GDP growth of just 0.2% quarter-on-quarter in the final quarter of 2018 confirms the slow-growth environment that the eurozone has slipped into and there does not seem to be an easy way out as downside risks persist in early 2019
Hopes of a swift bounce back after the poor third quarter had already faded toward the end of the year, but the 0.2% growth in GDP remains disappointing nevertheless. After hopes of 2.5% growth at the beginning of the year, 2018 annual growth has turned out to be only 1.8%. The end of the year was marked by a disappointing recovery in auto production in Germany, downside risks further impacting confidence and yellow vest protests in France. The persistence in the growth decline indicates that there is more to it than one-offs with downside risks persisting early in 2019 as well.
Italy saw growth decline by -0.2% in Q4, therefore entering a technical recession and adding to worries about the stability of the third largest eurozone economy. More positive was France where despite the impact from the yellow vest protests, GDP growth held up at 0.3%. A much more severe impact had been indicated by the PMI, which had plummeted into negative territory in December. Exports increased significantly in France, offsetting stalling consumption growth. Germany also avoided a technical recession in Q4 judging from the annual growth figure for 2018 and Spain saw a slight acceleration of growth to 0.7%.

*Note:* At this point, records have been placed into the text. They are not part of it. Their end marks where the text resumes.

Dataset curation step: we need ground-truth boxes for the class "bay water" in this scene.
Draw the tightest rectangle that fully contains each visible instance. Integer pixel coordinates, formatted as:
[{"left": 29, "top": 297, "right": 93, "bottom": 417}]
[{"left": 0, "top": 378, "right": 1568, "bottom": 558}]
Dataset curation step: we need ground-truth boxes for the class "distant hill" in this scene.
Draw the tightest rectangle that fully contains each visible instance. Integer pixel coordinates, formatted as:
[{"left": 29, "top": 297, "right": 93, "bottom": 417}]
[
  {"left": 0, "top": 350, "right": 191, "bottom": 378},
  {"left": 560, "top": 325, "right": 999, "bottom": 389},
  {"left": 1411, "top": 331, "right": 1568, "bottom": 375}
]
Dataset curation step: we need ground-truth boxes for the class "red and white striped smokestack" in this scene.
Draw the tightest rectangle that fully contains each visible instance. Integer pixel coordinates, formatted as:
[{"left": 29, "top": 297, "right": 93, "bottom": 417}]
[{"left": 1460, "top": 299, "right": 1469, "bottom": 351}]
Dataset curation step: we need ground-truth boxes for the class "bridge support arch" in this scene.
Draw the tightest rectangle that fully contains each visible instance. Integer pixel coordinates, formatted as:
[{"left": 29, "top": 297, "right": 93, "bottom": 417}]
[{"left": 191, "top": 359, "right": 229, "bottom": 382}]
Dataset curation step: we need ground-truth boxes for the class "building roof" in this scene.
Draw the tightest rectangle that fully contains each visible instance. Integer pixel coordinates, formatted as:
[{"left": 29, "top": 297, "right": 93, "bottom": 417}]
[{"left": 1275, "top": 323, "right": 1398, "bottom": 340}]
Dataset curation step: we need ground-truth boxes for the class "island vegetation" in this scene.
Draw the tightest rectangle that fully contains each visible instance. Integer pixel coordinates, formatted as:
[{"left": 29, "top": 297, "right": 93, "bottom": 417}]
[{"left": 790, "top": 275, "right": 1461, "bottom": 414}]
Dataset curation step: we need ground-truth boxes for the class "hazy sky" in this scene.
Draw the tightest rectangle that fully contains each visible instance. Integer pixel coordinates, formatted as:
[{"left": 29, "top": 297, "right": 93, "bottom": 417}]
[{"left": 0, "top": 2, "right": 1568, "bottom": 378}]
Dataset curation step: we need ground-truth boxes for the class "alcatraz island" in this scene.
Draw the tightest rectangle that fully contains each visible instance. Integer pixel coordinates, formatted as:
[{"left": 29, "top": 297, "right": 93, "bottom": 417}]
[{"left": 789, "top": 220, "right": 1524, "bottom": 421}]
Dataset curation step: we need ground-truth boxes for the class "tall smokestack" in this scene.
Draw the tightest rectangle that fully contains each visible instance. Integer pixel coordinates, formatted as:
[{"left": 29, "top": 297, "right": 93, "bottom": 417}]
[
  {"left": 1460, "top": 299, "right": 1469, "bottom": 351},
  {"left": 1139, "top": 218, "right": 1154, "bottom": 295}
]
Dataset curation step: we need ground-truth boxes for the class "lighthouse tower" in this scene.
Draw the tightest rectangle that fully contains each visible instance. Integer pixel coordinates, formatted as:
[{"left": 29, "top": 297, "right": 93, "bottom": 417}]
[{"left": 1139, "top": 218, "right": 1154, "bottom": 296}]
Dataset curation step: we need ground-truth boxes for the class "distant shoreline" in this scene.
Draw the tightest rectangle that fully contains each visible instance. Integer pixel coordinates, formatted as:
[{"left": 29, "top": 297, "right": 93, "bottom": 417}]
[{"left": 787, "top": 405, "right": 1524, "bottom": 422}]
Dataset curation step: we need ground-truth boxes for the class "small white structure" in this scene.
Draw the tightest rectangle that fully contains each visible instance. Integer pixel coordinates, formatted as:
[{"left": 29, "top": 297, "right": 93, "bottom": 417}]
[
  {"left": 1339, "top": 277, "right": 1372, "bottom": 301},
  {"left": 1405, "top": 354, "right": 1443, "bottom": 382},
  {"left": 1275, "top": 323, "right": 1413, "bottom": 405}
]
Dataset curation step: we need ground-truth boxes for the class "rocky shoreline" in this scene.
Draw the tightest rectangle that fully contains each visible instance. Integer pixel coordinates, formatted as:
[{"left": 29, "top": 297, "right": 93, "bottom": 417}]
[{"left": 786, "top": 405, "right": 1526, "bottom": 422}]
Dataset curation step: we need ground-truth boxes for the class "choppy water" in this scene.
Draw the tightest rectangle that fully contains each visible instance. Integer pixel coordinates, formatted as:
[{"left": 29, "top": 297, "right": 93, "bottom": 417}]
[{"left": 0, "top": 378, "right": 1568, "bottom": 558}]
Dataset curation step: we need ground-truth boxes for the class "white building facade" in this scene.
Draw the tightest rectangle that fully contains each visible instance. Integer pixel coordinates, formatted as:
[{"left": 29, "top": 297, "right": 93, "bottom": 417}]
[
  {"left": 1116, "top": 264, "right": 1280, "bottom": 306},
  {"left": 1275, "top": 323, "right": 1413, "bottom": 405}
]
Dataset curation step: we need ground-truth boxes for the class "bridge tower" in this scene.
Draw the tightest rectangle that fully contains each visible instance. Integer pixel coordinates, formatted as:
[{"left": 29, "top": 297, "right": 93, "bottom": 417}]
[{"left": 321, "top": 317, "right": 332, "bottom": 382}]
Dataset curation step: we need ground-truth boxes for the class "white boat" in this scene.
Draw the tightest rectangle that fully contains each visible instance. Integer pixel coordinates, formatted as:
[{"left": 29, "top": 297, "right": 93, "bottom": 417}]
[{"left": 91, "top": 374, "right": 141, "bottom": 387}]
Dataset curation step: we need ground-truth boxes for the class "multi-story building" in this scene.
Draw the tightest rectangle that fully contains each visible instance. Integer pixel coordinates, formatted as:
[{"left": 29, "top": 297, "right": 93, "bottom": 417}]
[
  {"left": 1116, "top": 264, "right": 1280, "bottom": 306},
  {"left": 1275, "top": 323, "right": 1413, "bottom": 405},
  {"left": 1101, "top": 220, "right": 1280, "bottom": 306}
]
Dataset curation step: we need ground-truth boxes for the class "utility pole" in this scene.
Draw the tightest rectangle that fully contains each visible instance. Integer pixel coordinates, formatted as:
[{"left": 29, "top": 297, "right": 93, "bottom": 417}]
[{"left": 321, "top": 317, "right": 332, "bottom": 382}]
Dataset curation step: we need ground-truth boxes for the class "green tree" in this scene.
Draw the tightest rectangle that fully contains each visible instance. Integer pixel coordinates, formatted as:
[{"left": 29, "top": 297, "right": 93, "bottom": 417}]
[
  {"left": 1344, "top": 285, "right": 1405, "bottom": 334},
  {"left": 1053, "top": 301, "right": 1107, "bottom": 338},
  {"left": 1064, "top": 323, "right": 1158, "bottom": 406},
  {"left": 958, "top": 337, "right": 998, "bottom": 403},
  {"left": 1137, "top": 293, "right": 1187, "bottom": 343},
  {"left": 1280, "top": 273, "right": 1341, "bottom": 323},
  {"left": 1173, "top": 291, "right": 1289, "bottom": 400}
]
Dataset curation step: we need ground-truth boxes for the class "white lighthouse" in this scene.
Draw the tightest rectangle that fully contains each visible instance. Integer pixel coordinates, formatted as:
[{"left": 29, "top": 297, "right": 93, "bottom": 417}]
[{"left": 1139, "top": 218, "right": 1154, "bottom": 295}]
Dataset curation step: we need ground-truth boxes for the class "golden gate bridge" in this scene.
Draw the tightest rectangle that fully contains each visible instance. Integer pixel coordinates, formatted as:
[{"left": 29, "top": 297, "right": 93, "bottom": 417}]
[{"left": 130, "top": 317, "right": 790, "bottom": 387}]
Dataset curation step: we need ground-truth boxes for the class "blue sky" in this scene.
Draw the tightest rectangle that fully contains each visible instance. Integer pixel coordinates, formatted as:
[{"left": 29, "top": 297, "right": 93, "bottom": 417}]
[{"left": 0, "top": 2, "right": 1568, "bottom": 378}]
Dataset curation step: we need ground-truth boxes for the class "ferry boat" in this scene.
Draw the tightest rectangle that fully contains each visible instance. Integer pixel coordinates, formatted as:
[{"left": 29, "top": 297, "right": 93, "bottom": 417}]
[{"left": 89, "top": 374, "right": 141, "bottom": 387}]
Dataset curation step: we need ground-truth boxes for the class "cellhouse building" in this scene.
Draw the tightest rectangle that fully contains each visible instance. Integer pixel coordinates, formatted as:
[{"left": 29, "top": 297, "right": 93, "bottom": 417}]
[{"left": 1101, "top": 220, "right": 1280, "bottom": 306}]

For the ECB, the weak growth rate means that the current staff projections of 1.7% growth for 2019 will be a tall order. Given the weakness in surveys about eurozone growth in January as well, it is likely that the 2019 growth forecast will see a substantial downgrade in March when the new staff projections are released. With this, the almost philosophical debate in the governing council of where we are and where we are going may take a more pessimistic turn that will please the doves.